Asymptotic growth of $a(n)=\prod_{k\in\{1,\dots,n\}}{2^{k+1} \choose 2^k}$

Question

What's the asymptotic growth of:

$$ a(n)=\prod_{k\in\{1,\dots,n\}}{2^{k+1} \choose 2^k}\quad?$$

So far I was able to find only some lower bounds.

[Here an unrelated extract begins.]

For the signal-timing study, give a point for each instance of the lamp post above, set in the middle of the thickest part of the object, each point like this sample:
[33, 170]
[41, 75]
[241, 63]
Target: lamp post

For example, $a(n)>\prod_{k\in \{1\dots n\}} 2^{k+1}=\Theta(2^n)$

Also, I was thinking that it would be easy to find it in OEIS (and there to find some data about it, e.g. its asymptotic growth), but unfortuantely I could find it there.

Answer 1

We have $\binom{2n}{n}\sim \frac{4^n}{\sqrt{\pi n}}$, hence by considering $n=2^k$ and multiplying both sides for $k\in\{1,2,\ldots,N\}$ we have that

$$\prod_{k=1}^{N}\binom{2^{k+1}}{2^k}\sim \prod_{k=1}^{N}\frac{4^{2^k}}{\sqrt{\pi}\,2^{k/2}}=\frac{4^{2^{N+1}-2}}{\pi^{N/2}2^{N(N+1)/4}} $$ which essentially is $2^{2^{N+2}}$.